“I always think that people are so like their boots,” said Miss Allan. “That is Mrs. Paley’s—” but as she spoke the door opened, and Mrs. Paley rolled out in her chair, equipped also for tea.
She greeted Miss Allan and Rachel.
“I was just saying that people are so like their boots,” said Miss Allan. Mrs. Paley did not hear. She repeated it more loudly still. Mrs. Paley did not hear. She repeated it a third time. Mrs. Paley heard, but she did not understand. She was apparently about to repeat it for the fourth time, when Rachel suddenly said something inarticulate, and disappeared down the corridor. This misunderstanding, which involved a complete block in the passage, seemed to her unbearable. She walked quickly and blindly in the opposite direction, and found herself at the end of a cul de sac. There was a window, and a table and a chair in the window, and upon the table stood a rusty inkstand, an ashtray, an old copy of a French newspaper, and a pen with a broken nib. Rachel sat down, as if to study the French newspaper, but a tear fell on the blurred French print, raising a soft blot. She lifted her head sharply, exclaiming aloud, “It’s intolerable!” Looking out of the window with eyes that would have seen nothing even had they not been dazed by tears, she indulged herself at last in violent abuse of the entire day. It had been miserable from start to finish; first, the service in the chapel; then luncheon; then Evelyn; then Miss Allan; then old Mrs. Paley blocking up the passage. All day long she had been tantalized and put off. She had now reached one of those eminences, the result of some crisis, from which the world is finally displayed in its true proportions. She disliked the look of it immensely—churches, politicians, misfits, and huge impostures—men like Mr. Dalloway, men like Mr. Bax, Evelyn and her chatter, Mrs. Paley blocking up the passage.
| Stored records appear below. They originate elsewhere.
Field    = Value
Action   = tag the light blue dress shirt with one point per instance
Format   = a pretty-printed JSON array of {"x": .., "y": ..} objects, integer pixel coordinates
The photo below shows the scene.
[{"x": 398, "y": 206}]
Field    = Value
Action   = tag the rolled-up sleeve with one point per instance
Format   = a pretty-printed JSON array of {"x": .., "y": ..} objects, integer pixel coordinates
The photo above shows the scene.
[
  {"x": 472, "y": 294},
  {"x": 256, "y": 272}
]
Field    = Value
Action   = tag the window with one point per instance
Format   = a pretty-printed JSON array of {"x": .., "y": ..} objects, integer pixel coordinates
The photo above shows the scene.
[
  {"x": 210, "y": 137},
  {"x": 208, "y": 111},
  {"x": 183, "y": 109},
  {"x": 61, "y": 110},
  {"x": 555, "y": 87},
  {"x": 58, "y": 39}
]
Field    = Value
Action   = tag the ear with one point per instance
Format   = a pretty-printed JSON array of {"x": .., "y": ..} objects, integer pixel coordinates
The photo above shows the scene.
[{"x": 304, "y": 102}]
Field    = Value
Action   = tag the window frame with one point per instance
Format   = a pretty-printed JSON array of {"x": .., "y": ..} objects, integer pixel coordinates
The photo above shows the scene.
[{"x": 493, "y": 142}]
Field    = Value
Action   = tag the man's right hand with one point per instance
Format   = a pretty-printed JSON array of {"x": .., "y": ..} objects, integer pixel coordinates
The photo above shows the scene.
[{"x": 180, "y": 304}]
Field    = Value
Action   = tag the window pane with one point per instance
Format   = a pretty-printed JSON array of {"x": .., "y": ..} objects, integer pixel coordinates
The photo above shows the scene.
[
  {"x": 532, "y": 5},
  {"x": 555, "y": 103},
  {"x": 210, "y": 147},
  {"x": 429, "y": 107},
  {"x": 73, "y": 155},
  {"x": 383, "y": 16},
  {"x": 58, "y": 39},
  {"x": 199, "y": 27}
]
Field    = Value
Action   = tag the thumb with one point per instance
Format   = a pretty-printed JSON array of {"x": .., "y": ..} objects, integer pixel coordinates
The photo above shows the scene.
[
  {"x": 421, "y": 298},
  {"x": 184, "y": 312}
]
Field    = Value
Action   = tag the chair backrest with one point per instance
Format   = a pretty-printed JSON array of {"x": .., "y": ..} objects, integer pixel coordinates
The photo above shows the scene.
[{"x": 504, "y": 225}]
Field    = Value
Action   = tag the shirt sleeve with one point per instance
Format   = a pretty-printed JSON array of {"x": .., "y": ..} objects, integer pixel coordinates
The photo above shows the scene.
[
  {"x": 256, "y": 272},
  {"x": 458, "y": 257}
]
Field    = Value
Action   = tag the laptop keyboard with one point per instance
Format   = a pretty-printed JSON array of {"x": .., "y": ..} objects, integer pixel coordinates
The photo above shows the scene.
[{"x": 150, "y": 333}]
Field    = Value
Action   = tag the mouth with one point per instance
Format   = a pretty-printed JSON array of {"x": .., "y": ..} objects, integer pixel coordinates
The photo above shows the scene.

Meanwhile the steady beat of her own pulse represented the hot current of feeling that ran down beneath; beating, struggling, fretting. For the time, her own body was the source of all the life in the world, which tried to burst forth here—there—and was repressed now by Mr. Bax, now by Evelyn, now by the imposition of ponderous stupidity, the weight of the entire world. Thus tormented, she would twist her hands together, for all things were wrong, all people stupid. Vaguely seeing that there were people down in the garden beneath she represented them as aimless masses of matter, floating hither and thither, without aim except to impede her. What were they doing, those other people in the world?
“Nobody knows,” she said. The force of her rage was beginning to spend itself, and the vision of the world which had been so vivid became dim.
“It’s a dream,” she murmured. She considered the rusty inkstand, the pen, the ash-tray, and the old French newspaper. These small and worthless objects seemed to her to represent human lives.